Traditionally, and up until recently, the point of view adopted by most
reliability theorists and life data analysts is that reliability is a
probability. The fact that there could be different kinds of probability has
been an alien concept, and continues to be so in survival analysis. In Good
(1965), the different interpretations of probability are carefully
articulated. These are: chance or propensity (a physical probability),
psychological probability, subjective probability, and credibility (or a
logical probability). In Good (1990), the focus is on subjective probability;
also given there is a dendroidal classification of the different kinds of
probability and usages of the term.
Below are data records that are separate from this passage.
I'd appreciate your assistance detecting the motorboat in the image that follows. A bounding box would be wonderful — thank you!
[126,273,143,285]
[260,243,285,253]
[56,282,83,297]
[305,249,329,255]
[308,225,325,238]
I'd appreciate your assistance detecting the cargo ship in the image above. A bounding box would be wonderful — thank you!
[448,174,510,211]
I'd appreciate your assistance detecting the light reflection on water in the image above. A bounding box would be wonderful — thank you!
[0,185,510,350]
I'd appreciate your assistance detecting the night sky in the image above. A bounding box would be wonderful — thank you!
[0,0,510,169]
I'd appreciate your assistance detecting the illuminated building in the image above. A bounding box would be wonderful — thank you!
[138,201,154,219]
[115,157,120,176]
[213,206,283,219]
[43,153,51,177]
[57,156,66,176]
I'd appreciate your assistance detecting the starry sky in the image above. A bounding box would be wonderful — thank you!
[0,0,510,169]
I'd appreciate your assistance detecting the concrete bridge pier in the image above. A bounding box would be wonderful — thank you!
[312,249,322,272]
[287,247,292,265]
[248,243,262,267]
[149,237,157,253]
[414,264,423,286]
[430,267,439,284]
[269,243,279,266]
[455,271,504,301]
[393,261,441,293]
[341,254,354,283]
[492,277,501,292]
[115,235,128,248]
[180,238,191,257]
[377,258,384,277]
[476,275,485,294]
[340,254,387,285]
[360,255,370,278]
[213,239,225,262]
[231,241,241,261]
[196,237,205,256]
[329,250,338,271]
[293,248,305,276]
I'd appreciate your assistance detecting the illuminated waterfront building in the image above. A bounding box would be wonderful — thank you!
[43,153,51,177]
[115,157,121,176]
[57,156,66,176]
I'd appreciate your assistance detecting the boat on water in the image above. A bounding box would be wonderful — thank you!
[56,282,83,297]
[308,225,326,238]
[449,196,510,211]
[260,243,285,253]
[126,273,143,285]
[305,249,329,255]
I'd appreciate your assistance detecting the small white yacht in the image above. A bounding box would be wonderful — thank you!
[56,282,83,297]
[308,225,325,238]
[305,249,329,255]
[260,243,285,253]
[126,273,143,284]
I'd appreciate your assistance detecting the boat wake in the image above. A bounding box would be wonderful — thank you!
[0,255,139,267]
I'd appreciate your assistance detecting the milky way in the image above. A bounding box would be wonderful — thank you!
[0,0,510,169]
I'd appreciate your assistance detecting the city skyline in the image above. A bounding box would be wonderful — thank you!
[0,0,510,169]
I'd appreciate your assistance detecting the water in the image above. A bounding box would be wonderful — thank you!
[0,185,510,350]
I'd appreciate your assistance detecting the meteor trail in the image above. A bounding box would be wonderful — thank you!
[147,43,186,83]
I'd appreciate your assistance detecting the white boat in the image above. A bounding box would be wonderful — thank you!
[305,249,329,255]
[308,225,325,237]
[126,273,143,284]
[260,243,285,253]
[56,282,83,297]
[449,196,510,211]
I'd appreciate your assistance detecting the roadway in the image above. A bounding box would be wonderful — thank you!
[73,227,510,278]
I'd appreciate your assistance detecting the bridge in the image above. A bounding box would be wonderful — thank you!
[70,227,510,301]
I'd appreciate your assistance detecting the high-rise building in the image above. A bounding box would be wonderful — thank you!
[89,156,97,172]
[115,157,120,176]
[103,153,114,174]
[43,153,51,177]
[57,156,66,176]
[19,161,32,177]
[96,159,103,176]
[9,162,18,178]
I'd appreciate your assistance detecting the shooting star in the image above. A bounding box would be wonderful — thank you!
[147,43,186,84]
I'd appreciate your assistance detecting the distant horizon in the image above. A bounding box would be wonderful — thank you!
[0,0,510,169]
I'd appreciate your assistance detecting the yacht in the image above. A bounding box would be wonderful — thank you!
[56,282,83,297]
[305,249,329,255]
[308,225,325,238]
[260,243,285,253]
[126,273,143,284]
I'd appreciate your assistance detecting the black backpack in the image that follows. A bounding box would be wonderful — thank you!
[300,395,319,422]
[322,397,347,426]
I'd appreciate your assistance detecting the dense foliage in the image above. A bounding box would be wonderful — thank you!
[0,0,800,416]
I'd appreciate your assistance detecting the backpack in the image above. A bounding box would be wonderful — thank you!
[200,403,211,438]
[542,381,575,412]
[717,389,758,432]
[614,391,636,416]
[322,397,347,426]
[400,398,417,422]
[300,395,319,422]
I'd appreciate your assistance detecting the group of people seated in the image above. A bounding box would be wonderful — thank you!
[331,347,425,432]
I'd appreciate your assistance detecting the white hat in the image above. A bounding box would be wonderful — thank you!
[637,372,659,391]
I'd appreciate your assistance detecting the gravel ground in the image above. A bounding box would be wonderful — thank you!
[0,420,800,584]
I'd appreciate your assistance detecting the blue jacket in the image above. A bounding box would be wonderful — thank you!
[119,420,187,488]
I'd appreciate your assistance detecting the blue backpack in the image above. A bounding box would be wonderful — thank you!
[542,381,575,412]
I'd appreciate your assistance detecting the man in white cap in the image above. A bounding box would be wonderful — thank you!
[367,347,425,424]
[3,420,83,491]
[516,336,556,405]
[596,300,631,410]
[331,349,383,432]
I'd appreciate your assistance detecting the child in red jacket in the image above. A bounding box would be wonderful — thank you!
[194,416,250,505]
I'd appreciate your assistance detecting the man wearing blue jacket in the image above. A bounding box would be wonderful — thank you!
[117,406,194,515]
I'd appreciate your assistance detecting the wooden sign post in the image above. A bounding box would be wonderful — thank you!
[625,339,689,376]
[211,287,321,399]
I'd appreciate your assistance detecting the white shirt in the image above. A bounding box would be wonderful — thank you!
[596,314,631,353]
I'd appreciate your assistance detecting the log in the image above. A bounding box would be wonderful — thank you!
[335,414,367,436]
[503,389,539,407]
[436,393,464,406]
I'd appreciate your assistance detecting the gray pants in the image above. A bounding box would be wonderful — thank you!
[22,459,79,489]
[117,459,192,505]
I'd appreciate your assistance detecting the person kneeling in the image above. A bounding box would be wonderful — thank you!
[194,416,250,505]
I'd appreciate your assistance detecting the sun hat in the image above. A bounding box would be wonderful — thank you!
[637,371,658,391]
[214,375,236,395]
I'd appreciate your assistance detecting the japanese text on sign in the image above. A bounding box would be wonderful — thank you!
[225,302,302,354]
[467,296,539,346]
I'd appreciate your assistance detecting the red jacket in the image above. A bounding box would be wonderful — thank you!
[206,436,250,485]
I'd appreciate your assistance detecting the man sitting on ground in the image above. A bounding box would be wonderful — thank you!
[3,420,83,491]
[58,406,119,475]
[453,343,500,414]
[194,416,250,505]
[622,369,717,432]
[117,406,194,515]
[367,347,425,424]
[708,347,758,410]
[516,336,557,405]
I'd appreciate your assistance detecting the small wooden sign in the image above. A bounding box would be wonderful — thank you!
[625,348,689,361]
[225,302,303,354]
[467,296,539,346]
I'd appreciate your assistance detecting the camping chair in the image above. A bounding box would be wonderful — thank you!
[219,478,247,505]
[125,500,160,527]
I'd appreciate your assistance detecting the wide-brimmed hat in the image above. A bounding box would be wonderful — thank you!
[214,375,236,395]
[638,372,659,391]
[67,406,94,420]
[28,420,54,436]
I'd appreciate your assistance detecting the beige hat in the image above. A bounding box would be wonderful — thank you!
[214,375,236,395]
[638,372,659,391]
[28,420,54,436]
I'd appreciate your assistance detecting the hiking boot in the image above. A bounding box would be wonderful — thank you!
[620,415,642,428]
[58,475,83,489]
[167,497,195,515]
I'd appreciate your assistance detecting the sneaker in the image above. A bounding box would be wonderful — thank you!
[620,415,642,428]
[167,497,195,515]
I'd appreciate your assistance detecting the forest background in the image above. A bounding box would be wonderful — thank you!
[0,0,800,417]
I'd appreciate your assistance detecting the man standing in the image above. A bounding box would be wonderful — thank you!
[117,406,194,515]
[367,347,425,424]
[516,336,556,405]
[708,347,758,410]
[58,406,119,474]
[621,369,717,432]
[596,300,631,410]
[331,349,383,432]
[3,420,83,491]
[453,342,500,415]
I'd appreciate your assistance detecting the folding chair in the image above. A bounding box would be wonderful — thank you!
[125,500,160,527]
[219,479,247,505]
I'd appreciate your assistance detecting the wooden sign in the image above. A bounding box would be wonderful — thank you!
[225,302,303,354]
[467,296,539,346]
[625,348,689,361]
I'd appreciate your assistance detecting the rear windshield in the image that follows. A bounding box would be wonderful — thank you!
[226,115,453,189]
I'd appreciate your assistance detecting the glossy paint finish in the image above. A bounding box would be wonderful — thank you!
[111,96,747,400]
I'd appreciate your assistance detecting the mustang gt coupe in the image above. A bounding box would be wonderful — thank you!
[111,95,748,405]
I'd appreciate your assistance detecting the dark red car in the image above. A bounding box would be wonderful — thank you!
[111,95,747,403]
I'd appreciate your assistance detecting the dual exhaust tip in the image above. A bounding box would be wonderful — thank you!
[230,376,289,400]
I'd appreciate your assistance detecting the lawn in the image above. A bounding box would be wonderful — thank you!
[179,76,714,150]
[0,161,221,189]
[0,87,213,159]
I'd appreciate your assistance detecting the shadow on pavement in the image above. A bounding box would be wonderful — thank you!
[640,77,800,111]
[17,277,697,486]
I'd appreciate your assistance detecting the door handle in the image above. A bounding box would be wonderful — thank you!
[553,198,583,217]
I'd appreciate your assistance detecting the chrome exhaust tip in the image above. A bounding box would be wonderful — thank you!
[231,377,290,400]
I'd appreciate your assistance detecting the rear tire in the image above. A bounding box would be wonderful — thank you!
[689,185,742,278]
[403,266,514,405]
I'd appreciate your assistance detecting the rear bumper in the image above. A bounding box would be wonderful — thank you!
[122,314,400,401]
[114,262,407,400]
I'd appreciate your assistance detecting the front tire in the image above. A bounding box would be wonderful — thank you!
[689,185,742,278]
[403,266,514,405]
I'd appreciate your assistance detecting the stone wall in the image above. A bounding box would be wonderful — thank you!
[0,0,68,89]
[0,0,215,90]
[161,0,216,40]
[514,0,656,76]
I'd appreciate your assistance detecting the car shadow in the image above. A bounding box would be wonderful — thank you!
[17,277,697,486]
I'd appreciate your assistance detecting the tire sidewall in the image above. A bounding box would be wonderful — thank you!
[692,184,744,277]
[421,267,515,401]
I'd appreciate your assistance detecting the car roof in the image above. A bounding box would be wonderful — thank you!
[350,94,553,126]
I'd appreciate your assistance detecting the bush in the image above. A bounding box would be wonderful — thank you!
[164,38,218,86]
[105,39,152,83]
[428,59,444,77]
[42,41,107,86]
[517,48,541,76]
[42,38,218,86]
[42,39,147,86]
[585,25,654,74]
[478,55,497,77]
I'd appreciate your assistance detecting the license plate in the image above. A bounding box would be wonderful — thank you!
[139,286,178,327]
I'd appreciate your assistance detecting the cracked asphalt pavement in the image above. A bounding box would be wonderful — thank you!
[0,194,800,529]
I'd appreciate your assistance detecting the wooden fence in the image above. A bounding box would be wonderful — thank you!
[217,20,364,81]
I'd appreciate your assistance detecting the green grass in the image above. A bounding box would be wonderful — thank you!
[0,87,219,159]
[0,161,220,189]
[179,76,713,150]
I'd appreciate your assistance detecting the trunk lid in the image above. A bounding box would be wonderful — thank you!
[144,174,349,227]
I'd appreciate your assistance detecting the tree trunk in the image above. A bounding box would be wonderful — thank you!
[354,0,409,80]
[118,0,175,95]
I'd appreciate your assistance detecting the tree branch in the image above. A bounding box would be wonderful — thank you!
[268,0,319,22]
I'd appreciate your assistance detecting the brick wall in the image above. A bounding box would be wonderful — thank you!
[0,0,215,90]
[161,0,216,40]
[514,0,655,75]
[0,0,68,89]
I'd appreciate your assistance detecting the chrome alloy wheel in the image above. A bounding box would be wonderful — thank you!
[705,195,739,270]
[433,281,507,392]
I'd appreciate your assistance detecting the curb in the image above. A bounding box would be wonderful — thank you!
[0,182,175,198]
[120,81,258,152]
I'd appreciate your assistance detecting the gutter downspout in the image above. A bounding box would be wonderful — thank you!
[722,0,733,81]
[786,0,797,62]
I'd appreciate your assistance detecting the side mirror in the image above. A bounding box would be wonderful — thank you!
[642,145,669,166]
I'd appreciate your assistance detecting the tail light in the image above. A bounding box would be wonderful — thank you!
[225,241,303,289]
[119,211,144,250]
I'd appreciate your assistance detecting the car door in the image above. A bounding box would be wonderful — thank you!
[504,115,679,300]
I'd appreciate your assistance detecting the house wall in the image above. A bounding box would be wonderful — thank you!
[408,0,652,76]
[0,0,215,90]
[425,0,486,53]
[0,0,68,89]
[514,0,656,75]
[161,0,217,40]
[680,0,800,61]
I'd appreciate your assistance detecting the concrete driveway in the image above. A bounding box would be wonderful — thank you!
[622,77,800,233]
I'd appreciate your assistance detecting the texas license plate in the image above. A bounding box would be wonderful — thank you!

A consequence of these writings,
together with those of de Finetti, Savage, and Lindley, is that reliability
is now seen as an unknown chance (or propensity), and one's uncertainty
about the reliability, expressed as a personal probability, is labelled
*survivability* [cf. Singpurwalla (2006), “Reliability and Risk: A
Bayesian Perspective”].

This distinction between reliability and survivability has far-reaching
ramifications. For one, it makes survivability assessments dynamic. For
another, it brings into play the hierarchical nature of probabilities (first
via chance, and then via a subjective probability imposed on chance).
Finally, it imparts a sense of truthfulness in the context of life-time
assessments, because in actuality one ends obtaining an item's
survivability, not its reliability. The former is personal and subjective;
the latter is abstract and unobservable. Hierarchical probabilities also
come into play when assessing network and system integrity. Good has
commented on the hierarchical and dynamic nature of probability as early as
1965 and perhaps earlier.

The impact of Good's other works on the assurance sciences pertains to
acceptance sampling based on life-test data using the weighing of evidence
concept via Bayes' Factors, information gleaned from life test data and the
design of life testing experiments, and the classification of interdependent
failures as being cascading or causal. Good's discussion of rational
behavior and the utility of a distribution [Good (1968)] takes a tangible
form when one needs to apportion reliability between the nodes of a network
and when one needs to choose systems with competing designs. For a flavor of
these topics, see Singpurwalla (2006) and the references therein.

All in all, Good's writings are so plentiful and so diverse that one can
find their impact on a wide variety of topics in mathematics, statistics,
operations research, philosophy, psychology, parapsychology, physics, and
even yoga! For this broad body of work, Jack deserves
deep appreciation from us all
for his contributions to our learning.